Question

An infinite number of bricks are placed one over the other as shown in the figure. Each succeeding brick having
half the length and breadth of its preceding brick and the mass of each succeeding bricks being
1/4th of the preceding one, take 'O' as the origin, the x-coordinate of centre of mass of the system of bricks is:-

:​

Answer 1

Answer:

$\frac{3a}{7}$

Explanation:

The figure is attached

The centre of mass of each blocks will lie in the middle

Let the mass of the lower most brick be M

The centre of mass will act in the middle of the blocks

Let the length of this block is a

The horizontal distance of centre of mass of M from O = $\frac{L}{2}$

Similarly the mass of the block just above it will be $\frac{M}{4}$

The horizontal distance of centre of mass of M/2 from O = $\frac{L}{4}$

Similarly for the other blocks mass and distance can be calculated

Sum of all the masses

$M'=M+\frac{M}{4}+\frac{M}{16}+\frac{M}{64}+.........$

$\implies M'=M(1+\frac{1}{4}+\frac{1}{4^2}+\frac{1}{4^3}+.........$

$\implies M'=M(\frac{1}{1-(1/4)}$         (sum of infinite GP)

$\implies M'=M(\frac{4}{3}$  

Therefore,

$x_{com}=\frac{\Sigma Mx}{M'}$

or, $M'x_{com}=\Sigma Mx$

$\implies M'x_{com}=M\times \frac{a}{2}+\frac{M}{4}\times\frac{a}{4}+\frac{M}{4^2}\times\frac{a}{8}+.....$

$\implies M'x_{com}=\frac{Ma}{2}[1+\frac{1}{8}+\frac{1}{64}+.....$

$\implies M'x_{com}=\frac{Ma}{2}[1+\frac{1}{2^3}+\frac{1}{2^6}+\frac{1}{2^9}.....$

$\implies M'x_{com}=\frac{Ma}{2}(\frac{1}{1-(1/2^3)})$     (Sum of an infinite GP)

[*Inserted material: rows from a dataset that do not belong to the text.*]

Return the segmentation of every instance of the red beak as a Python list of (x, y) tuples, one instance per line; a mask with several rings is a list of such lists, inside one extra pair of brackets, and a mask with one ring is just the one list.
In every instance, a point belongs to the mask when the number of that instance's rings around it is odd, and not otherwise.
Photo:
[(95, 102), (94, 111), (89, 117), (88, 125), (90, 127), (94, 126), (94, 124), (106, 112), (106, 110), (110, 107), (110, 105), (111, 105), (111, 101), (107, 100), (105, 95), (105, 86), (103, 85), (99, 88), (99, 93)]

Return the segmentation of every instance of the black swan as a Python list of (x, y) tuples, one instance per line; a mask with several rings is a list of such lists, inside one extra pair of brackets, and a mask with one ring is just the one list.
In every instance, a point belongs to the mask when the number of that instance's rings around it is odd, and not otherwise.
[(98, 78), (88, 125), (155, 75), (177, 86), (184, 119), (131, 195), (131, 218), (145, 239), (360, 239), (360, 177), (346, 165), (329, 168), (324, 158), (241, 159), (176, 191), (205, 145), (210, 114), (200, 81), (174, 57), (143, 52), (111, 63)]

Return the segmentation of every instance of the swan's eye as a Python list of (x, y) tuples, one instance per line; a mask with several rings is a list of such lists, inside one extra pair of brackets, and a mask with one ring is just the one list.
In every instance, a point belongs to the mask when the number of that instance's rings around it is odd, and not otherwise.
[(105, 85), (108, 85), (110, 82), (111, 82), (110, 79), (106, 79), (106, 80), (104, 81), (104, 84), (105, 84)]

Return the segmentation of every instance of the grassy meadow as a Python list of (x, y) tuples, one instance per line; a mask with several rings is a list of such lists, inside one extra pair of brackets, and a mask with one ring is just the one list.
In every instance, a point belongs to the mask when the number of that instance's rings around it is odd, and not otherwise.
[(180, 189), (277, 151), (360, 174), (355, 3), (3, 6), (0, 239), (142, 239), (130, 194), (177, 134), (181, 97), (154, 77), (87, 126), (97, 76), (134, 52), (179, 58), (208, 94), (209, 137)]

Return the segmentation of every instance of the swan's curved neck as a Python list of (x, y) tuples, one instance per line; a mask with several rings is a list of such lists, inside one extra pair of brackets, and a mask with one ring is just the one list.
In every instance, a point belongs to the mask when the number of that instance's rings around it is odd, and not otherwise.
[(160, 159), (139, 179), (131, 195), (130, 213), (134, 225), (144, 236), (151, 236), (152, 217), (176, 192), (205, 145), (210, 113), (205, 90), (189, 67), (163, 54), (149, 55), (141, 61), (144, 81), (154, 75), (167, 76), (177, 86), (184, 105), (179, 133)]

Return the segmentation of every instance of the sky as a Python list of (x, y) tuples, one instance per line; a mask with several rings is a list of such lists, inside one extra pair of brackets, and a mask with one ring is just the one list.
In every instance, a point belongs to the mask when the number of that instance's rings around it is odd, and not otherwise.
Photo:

$\implies M'x_{com}=\frac{Ma}{2}(\frac{1}{1-(1/8)})$

$\implies M'x_{com}=\frac{Ma}{2}\times\frac{8}{7}$

$\implies M'x_{com}=\frac{4Ma}{7}$

$\implies x_{com}=\frac{4Ma}{7M'}$

$\implies x_{com}=\frac{4Ma}{7}\times\frac{3}{4M}$

$\implies x_{com}=\frac{3a}{7}$

Hope this helps.